Maria Romero signed up with cable TV company Astound years ago and always paid around $74 per month. Then one day, out of the blue, Maria received a bill from Astound that was astounding.

"It was in the amount of $2,000, so much money, I was shocked," she said.

Her modest cable bill had suddenly shot up to $2,088. But the real shock came when Maria looked at the list of charges.

"I started turning the pages and it said 'adult movies,' my, I mean, I was in shock, I was in shock," she said.

According to the bill, the Romero's had suddenly ordered not just a few, but hundreds of pornographic movies; as many as 10-15 adult flicks in a single day. At $12.95 apiece, the charges added up fast.

Maria called the company and said no way she and her husband suddenly ordered all that porn.

"My bill was normal for so many years and then all of a sudden that happened," she said. "I said, 'No, it can't be, I'm not going to pay for something we haven't watched.'"

Maria thought the matter was resolved, but it only got worse. The next month, Astound charged the Romero's for hundreds more porn flicks with graphic names. Her bill had now doubled to $4,333.

Maria says nobody can watch that much.

"We don't watch those programs and they were still saying they were ours and there were 15 movies in one day now," she said. "Who could watch 15 movies in one day? It's ridiculous."

Maria said the charges were doubly impossible because she had placed a block on any orders of adult movies and only she knew the code to remove it. Not only that, she said, but her cable box serial number did not match the one that Astound said had placed the orders.

Still, Astound said someone in the home had removed the block and ordered the movies and Maria was responsible.

The following month, even more porn flicks appeared on Maria's bill, bringing her total charges to $5,260. Maria refused to pay all that money. Astound cut off service.

"That's when I decided to go and call somebody from 7 On Your Side," she said.

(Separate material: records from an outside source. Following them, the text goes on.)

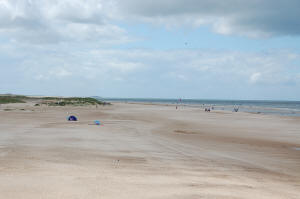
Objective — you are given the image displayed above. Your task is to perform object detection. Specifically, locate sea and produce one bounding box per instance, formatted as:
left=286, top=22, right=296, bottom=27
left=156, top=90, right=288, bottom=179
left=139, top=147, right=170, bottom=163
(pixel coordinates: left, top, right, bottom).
left=98, top=98, right=300, bottom=117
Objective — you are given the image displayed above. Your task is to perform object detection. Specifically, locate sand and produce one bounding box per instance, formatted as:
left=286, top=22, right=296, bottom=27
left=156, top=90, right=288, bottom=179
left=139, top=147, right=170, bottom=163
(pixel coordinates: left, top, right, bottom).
left=0, top=102, right=299, bottom=199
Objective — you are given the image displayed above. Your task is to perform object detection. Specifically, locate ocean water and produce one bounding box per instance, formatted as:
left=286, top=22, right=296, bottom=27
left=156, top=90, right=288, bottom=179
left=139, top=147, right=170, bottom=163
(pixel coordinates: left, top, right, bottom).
left=98, top=98, right=300, bottom=117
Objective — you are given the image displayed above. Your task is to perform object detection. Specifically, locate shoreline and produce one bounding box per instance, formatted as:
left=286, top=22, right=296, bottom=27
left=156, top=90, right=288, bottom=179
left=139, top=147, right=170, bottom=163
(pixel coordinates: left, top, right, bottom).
left=107, top=101, right=300, bottom=117
left=2, top=100, right=300, bottom=119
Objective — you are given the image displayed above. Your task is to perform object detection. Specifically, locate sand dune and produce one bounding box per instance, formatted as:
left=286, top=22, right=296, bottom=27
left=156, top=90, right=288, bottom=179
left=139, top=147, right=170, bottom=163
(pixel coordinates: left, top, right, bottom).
left=0, top=102, right=299, bottom=199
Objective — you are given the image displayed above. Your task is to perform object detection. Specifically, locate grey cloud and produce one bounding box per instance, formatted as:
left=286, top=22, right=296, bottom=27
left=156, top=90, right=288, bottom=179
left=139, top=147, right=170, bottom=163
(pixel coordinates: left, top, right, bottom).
left=116, top=0, right=237, bottom=16
left=1, top=0, right=299, bottom=43
left=114, top=0, right=300, bottom=37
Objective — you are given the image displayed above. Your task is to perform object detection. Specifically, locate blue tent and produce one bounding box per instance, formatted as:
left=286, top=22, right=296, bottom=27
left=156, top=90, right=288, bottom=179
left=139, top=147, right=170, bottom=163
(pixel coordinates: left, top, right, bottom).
left=68, top=115, right=77, bottom=121
left=94, top=120, right=101, bottom=125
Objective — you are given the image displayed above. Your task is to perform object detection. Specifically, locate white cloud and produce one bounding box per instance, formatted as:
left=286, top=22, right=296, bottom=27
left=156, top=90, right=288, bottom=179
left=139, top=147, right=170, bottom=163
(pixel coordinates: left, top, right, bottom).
left=250, top=72, right=261, bottom=84
left=51, top=68, right=72, bottom=78
left=5, top=46, right=298, bottom=85
left=1, top=41, right=299, bottom=98
left=0, top=0, right=129, bottom=44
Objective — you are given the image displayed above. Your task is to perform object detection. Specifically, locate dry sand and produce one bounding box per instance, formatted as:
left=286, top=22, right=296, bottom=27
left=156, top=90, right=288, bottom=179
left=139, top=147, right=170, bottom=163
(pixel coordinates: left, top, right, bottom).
left=0, top=102, right=299, bottom=199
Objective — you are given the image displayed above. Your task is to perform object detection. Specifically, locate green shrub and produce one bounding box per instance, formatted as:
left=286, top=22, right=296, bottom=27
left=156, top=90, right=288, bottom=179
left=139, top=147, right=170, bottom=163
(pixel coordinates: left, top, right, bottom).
left=0, top=96, right=26, bottom=104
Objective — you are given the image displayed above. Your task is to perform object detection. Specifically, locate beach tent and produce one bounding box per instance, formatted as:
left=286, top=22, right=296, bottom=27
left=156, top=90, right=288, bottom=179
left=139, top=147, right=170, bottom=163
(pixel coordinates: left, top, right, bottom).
left=68, top=115, right=78, bottom=121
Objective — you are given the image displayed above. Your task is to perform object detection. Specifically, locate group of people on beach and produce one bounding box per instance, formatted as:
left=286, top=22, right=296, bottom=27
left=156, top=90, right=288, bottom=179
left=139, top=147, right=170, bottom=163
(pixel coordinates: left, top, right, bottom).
left=205, top=106, right=214, bottom=112
left=205, top=108, right=211, bottom=112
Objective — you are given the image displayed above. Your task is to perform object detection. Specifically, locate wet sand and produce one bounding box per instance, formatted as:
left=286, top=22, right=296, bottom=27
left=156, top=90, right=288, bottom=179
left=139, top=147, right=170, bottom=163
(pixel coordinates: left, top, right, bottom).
left=0, top=102, right=299, bottom=199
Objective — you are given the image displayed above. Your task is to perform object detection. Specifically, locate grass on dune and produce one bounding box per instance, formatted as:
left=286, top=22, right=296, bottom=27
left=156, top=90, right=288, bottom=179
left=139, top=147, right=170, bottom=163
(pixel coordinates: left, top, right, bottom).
left=0, top=95, right=109, bottom=106
left=42, top=97, right=108, bottom=106
left=0, top=95, right=27, bottom=104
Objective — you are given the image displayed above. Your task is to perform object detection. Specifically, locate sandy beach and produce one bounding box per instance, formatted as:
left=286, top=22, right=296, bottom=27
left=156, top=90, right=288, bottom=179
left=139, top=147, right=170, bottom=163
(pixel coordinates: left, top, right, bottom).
left=0, top=102, right=299, bottom=199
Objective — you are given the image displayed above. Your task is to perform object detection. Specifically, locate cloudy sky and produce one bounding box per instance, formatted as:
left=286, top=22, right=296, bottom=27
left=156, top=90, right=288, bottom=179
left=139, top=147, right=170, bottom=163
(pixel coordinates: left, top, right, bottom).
left=0, top=0, right=300, bottom=100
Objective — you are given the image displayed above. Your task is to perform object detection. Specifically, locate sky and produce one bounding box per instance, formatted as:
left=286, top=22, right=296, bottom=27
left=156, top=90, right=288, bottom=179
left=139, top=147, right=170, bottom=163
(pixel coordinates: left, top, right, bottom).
left=0, top=0, right=300, bottom=100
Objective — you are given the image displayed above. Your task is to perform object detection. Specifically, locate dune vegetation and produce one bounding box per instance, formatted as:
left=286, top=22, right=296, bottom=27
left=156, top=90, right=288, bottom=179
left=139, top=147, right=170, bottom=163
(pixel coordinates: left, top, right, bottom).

7 On Your Side contacted Astound. The company said it could not discuss any specifics because of privacy laws, but it said there was no equipment malfunction and ordering movies requires "action by someone in the customer's home." Still, the company agreed to remove all of the charges, saying, "Ultimately we believe the customer is always right and consequently the charges in question have been waived."

"We don't owe anything and I'm so happy," Maria said. "So I thank Channel 7 because if it wasn't for them, I'd still be in that bind."

Astound would not comment on how or why the block on pornographic movies was removed in the Romero household. However, putting a block on movies you do not want to watch is still the best way to protect yourself from unwanted charges and protect kids from seeing X-rated movies.